Helicobacter pylori plays a significant role in gastritis and ulcers. It is a carcinogen as defined by the WHO, and infection can result in adenocarcinomas and mucosa-associated lymphoid tissue lymphomas. In Canada, rates of antimicrobial resistance are relatively unknown, with very few studies conducted in the past 15 years.
To examine rates of resistance in Sudbury, Ontario, compare antimicrobial susceptibility methods and attempt to determine the molecular basis of antibiotic resistance.
Patients attending scheduled visits at Health Sciences North (Sudbury, Ontario) provided gastric biopsy samples on a volunteer basis. In total, 20 H pylori isolates were collected, and antimicrobial susceptibility testing (on amoxicillin, tetracycline, metronidazole, ciprofloxacin, levofloxacin and clarithromycin) was conducted using disk diffusion and E-test methods. Subsequently, genomic DNA from these isolates was sequenced to detect mutations associated with antimicrobial resistance.
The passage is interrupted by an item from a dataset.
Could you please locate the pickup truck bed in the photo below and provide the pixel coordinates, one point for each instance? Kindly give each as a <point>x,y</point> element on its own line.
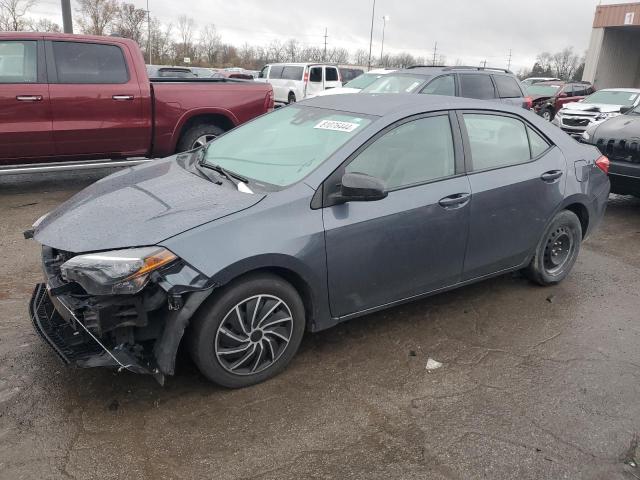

Sixty-five percent of the isolates were found to be resistant to at least one of the listed antibiotics according to E-test. Three isolates were found to be resistant to ≥3 of the above-mentioned antibiotics. Notably, 25% of the isolates were found to be resistant to both metronidazole and clarithromycin, two antibiotics that are normally prescribed as part of first-line regimens in the treatment of H pylori infections in Canada and most of the world. Among the resistant strains, the sequences of 23S ribosomal RNA and gyrA, which are linked to clarithromycin and ciprofloxacin/levofloxacin resistance, respectively, revealed the presence of known point mutations associated with antimicrobial resistance.
In general, resistance to metronidazole, ciprofloxacin/levofloxacin and clarithromycin has increased since the studies in the early 2000s. These results suggest that surveillance programs of H pylori antibiotic resistance may need to be revisited or improved to prevent antimicrobial therapy failure.